Analysts foresee the trend persisting this week, as uncertainties rocking the domestic macro landscape continue to reflect on naira equity assets.

Nigeria’s economy has come under immense pressure in recent times, with deteriorating effects on major macro-economic indicators and a negative spill-over effect observed on household incomes and businesses earnings.

“As Barclays reviews Nigeria Bond Index, we may see a continuous negative flow that could further weigh on market sentiments” said research analysts at Lagos-based United Capital plc.

“We expect a spasm of short bull bursts in equities will remain in play over the near term, as investors maintain a cautious stance on equities”, the analysts added.

Last week at the Nigerian Stock Exchange (NSE), equities opened for trade with capitalisation of N10.513trillion, but declined to N10.367trillion at the close of deals last Friday.

The benchmark indicators of Nigerian equities also declined to 30,165.22 points from 30.588.41points, a decline of about 1.38 percent.

As at yesterday (Tuesday) the NSE ASI stood at 30,058.40 points, while the market cap stood at N10.330trillion. The NSE ASI depreciated by 0.57% from 30,231.16 points last Monday. Year-to-Date (YTD), equities returns is in negative of 13.27%. 

Research analysts at Lagos-based investment house, Afrinvest said “we do not expect the market to close significantly positive this week, though pockets of opportunistic position taking will be likely witnessed”.

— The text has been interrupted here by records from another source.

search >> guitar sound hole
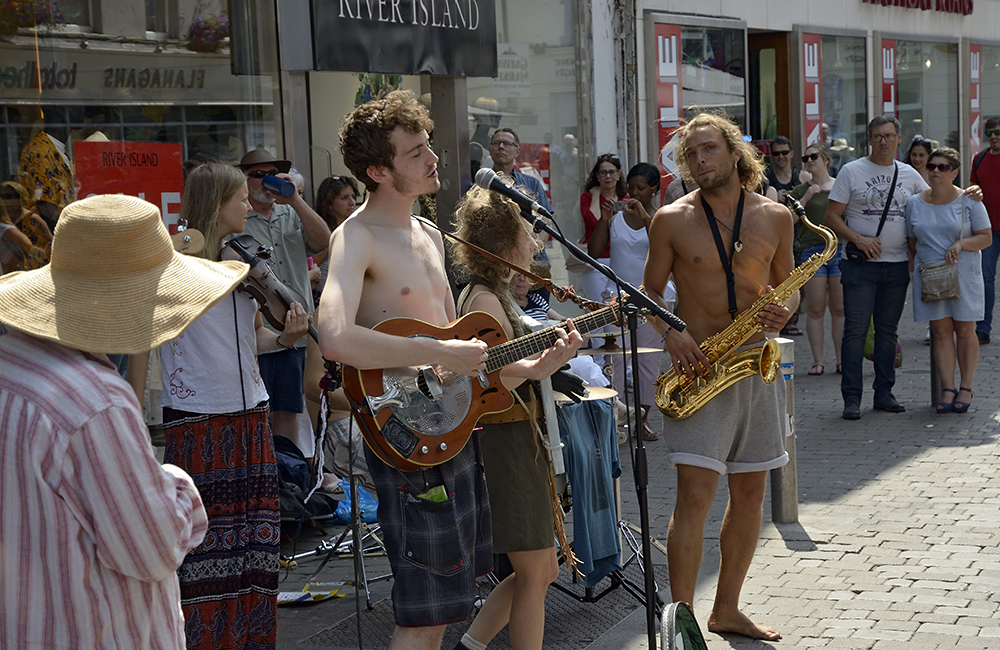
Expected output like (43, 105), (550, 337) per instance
(382, 360), (472, 436)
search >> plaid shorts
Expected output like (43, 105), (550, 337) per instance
(365, 433), (493, 627)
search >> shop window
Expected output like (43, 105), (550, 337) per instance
(896, 41), (956, 157)
(979, 45), (1000, 144)
(57, 0), (94, 26)
(820, 35), (868, 173)
(681, 27), (747, 128)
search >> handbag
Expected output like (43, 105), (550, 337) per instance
(844, 163), (899, 262)
(917, 194), (965, 302)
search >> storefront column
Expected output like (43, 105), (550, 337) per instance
(430, 76), (472, 230)
(278, 70), (313, 203)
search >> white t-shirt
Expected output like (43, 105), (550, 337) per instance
(830, 158), (929, 262)
(160, 290), (268, 414)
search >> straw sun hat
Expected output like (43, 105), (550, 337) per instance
(0, 194), (248, 354)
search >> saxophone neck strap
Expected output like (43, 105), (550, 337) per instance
(875, 162), (899, 239)
(699, 188), (746, 321)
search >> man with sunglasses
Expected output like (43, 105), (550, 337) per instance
(764, 135), (812, 336)
(826, 115), (928, 420)
(971, 116), (1000, 345)
(765, 135), (812, 203)
(239, 149), (330, 442)
(490, 127), (555, 214)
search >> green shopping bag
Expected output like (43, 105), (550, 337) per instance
(865, 319), (903, 368)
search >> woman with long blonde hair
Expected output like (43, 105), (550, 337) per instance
(129, 163), (308, 649)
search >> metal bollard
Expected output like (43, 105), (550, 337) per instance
(771, 338), (799, 524)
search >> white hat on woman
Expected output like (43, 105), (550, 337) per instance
(0, 194), (249, 354)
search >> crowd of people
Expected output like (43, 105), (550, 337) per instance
(0, 91), (1000, 650)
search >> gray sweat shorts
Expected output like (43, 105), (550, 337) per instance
(663, 344), (789, 474)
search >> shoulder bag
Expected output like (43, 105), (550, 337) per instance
(917, 194), (965, 302)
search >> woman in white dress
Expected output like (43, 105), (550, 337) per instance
(906, 147), (993, 413)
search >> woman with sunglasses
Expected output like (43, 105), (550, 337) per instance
(129, 163), (308, 649)
(580, 153), (628, 302)
(312, 176), (361, 305)
(788, 144), (844, 375)
(449, 186), (583, 650)
(903, 135), (933, 184)
(588, 163), (675, 441)
(906, 147), (993, 413)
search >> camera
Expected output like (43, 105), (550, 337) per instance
(261, 176), (295, 199)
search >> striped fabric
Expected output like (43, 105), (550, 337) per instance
(0, 332), (207, 649)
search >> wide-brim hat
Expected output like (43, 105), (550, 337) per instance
(0, 194), (249, 354)
(237, 149), (292, 174)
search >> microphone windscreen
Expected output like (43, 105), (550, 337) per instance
(476, 167), (497, 190)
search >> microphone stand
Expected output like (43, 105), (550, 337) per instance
(521, 206), (687, 648)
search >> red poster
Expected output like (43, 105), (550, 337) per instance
(968, 45), (983, 169)
(73, 142), (184, 232)
(514, 142), (552, 201)
(882, 38), (897, 117)
(654, 23), (684, 199)
(802, 34), (823, 149)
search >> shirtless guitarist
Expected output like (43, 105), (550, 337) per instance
(318, 91), (579, 650)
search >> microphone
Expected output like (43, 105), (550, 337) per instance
(476, 168), (552, 219)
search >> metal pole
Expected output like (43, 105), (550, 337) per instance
(771, 338), (799, 524)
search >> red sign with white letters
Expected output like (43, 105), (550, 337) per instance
(802, 34), (823, 146)
(73, 142), (184, 232)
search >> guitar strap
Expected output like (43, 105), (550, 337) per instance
(413, 215), (606, 310)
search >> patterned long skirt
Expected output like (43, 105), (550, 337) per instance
(163, 402), (281, 650)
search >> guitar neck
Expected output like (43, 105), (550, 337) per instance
(486, 306), (618, 373)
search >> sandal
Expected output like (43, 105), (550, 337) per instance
(934, 388), (958, 415)
(951, 386), (972, 413)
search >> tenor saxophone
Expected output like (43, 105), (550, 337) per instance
(656, 197), (837, 420)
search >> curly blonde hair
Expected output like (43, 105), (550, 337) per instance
(448, 186), (531, 331)
(675, 111), (764, 192)
(340, 90), (434, 192)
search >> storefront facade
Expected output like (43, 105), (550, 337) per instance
(636, 0), (1000, 187)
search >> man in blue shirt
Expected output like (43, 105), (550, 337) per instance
(490, 127), (555, 213)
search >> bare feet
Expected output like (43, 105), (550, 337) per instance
(708, 610), (781, 641)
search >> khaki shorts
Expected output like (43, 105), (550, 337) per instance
(663, 344), (790, 474)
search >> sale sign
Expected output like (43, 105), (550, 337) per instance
(802, 34), (823, 145)
(73, 142), (184, 232)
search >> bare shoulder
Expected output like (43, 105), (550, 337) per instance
(747, 192), (794, 225)
(413, 217), (444, 250)
(653, 192), (701, 227)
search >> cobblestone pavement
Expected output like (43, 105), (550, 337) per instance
(279, 280), (1000, 650)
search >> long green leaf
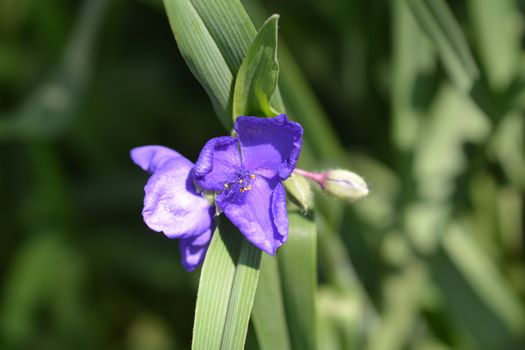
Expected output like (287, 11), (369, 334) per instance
(192, 218), (261, 350)
(233, 15), (279, 120)
(164, 0), (233, 129)
(467, 0), (522, 91)
(278, 211), (317, 350)
(252, 254), (290, 350)
(406, 0), (479, 92)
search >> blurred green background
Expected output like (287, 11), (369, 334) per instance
(0, 0), (525, 350)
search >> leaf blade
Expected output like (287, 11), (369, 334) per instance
(192, 219), (261, 350)
(406, 0), (479, 92)
(278, 211), (317, 350)
(233, 15), (279, 120)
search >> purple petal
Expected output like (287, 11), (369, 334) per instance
(131, 146), (213, 238)
(179, 229), (212, 271)
(216, 176), (288, 255)
(194, 136), (241, 191)
(234, 114), (303, 180)
(130, 146), (185, 174)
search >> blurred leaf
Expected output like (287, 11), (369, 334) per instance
(443, 225), (525, 334)
(391, 1), (435, 152)
(406, 0), (479, 92)
(0, 0), (108, 140)
(317, 287), (364, 350)
(284, 174), (313, 211)
(252, 254), (291, 350)
(367, 262), (426, 350)
(490, 113), (525, 190)
(0, 231), (90, 349)
(192, 218), (261, 350)
(233, 15), (279, 120)
(277, 211), (317, 350)
(467, 0), (523, 91)
(413, 83), (491, 200)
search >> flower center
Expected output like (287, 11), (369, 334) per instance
(224, 172), (256, 194)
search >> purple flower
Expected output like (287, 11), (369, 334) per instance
(131, 114), (303, 271)
(194, 114), (303, 255)
(131, 146), (214, 271)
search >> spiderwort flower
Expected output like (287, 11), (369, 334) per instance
(194, 114), (303, 255)
(131, 146), (214, 271)
(131, 114), (303, 271)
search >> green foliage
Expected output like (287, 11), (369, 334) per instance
(192, 219), (261, 349)
(0, 0), (525, 350)
(233, 15), (279, 120)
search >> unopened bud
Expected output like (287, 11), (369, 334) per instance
(320, 169), (369, 200)
(284, 174), (312, 211)
(294, 169), (369, 201)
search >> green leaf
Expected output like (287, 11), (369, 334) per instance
(467, 0), (522, 91)
(284, 174), (313, 211)
(406, 0), (479, 92)
(164, 0), (234, 129)
(278, 211), (317, 350)
(192, 218), (261, 350)
(233, 15), (279, 120)
(252, 254), (291, 350)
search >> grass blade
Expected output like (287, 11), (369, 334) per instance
(406, 0), (479, 92)
(233, 15), (279, 120)
(192, 218), (261, 350)
(252, 254), (291, 350)
(278, 211), (317, 350)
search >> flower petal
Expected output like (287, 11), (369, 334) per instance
(130, 146), (183, 174)
(131, 146), (213, 238)
(216, 176), (288, 255)
(179, 229), (212, 271)
(194, 136), (241, 191)
(234, 114), (303, 180)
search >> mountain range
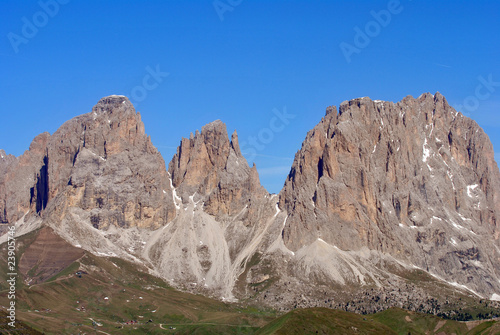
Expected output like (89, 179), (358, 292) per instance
(0, 93), (500, 314)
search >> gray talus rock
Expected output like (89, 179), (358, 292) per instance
(280, 93), (500, 295)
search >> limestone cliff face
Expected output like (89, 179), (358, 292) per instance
(0, 96), (175, 229)
(169, 120), (267, 220)
(0, 133), (50, 224)
(0, 93), (500, 311)
(280, 93), (500, 294)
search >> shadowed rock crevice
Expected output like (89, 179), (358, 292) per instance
(30, 156), (49, 213)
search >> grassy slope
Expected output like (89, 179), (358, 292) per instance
(0, 254), (276, 334)
(0, 232), (500, 335)
(256, 308), (500, 335)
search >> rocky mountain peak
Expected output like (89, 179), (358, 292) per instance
(280, 93), (500, 300)
(169, 120), (267, 215)
(92, 95), (135, 114)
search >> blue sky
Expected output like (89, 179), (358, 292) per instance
(0, 0), (500, 192)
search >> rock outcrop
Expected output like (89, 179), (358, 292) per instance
(0, 93), (500, 311)
(280, 93), (500, 295)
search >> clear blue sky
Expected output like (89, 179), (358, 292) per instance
(0, 0), (500, 192)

“We believe activities on the Nigerian bourse in the near term would be driven by third-quarter earnings releases; hence we maintain our medium to long term investment case for equities”, Afrinvest added.

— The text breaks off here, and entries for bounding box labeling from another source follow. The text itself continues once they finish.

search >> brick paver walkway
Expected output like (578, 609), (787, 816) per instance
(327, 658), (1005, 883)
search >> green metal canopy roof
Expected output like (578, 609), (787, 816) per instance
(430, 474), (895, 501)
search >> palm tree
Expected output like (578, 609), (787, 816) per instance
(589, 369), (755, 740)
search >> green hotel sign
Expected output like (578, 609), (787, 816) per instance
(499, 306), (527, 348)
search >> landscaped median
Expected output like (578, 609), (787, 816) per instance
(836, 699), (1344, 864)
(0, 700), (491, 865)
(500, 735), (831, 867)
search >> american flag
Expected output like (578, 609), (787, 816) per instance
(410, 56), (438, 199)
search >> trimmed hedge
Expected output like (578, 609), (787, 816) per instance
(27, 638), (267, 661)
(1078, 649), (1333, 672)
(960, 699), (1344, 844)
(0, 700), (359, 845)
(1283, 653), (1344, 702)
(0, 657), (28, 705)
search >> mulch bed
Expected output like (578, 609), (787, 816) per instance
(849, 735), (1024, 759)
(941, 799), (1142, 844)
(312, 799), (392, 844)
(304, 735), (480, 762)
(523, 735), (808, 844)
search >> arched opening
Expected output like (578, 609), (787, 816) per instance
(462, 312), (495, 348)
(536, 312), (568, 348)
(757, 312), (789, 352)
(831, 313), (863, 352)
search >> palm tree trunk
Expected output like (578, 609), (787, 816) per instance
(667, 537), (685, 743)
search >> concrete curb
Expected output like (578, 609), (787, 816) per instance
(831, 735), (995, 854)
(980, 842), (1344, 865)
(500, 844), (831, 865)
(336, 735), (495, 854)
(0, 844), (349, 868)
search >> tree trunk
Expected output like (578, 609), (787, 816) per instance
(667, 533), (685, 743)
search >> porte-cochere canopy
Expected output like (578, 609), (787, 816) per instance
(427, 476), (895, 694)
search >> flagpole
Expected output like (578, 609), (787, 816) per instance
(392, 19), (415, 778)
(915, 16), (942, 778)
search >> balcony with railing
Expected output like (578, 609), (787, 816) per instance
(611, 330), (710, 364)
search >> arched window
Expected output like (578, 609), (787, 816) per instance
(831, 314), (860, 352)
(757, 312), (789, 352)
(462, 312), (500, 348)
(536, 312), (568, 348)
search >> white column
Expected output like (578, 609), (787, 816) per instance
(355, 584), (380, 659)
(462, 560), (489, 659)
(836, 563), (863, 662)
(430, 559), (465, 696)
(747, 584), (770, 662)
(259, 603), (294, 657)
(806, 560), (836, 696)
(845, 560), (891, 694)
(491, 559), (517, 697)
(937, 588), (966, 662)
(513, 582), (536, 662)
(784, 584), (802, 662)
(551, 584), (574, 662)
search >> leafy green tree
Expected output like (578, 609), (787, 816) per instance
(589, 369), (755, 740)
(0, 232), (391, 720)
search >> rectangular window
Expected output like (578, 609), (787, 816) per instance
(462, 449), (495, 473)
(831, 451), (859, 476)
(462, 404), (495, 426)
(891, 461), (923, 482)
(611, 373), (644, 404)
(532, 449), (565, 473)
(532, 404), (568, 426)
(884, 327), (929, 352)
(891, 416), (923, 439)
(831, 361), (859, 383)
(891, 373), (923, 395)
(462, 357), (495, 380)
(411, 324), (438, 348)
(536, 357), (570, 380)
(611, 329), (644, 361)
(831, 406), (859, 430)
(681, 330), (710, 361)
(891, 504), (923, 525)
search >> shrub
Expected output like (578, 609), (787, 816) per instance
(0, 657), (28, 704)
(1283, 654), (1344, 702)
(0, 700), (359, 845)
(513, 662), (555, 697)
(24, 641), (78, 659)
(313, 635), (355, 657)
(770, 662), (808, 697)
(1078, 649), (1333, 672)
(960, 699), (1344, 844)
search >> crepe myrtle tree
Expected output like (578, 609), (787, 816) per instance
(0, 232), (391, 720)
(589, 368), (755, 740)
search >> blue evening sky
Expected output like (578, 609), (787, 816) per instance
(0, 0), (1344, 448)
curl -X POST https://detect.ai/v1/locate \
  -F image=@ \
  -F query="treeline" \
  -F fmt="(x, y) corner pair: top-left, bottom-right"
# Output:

“The weakening economic fundamentals is further buttressed by the sharp deceleration in GDP growth to 2.35percent year-on-year, in the second quarter of 2015, down by 184basis points (bps) from 4.19percent recorded in 2Q14 and 161bps lower than the 5.94percent posted in first-quarter (Q1) 2015,” according to research analysts at another Lagos-based investment banking group, Dunn Loren Merrifield.

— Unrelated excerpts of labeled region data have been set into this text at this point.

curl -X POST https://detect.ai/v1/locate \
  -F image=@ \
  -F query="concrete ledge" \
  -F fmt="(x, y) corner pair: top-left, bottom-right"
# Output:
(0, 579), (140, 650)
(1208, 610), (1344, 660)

“Overall, it was a tough week for the domestic equity market, as shares came lower than they were at the commencement of the week, as sentiment was affected by weak domestic cues–​and the market suffered risk-off moment and volatility spike.

“A further decline was seen in the mid-week, after the International Monetary Fund (IMF) further revised domestic economic growth outlook ​​to likely be weaker than earlier anticipated,” Dunn Loren Merrifield analysts added.

The analysts said, “Without a sustainable catalyst, we believe investors’ will remain wary of the market until the macro-indicators improve significantly.  While we expect the 3Q’15 earnings season to generate positive investors’ sentiment, we recommend buying into equities with strong fundamentals in the interim, with medium- long term investment horizon for meaningful return and capital preservation.”

Amid a lull market, stock investors have shifted to the third-quarter (Q3) financials, which most listed companies are expected to release at the equities market this month.

“We expect the larger banks to post decent Q3 results, with PBT growth averaging 18percent y/y. We believe their Q3 results will confirm our view that scale advantages are helping them gain market share and that these results will support their outlook for full year return on average earnings (ROAEs) of  approximately 20percent and more”, FBN Capital analysts added.

On non-financial stocks, FBN Capital analysts envisage that the subdued trends witnessed in first-half (H1) would persist into the second half of the year, “as the challenges faced by the consumer names are not expected to cease in the near term, given headwinds such as weak demand on the back of a squeeze on household wallets, FX pressures and insecurity in north-east of the country.”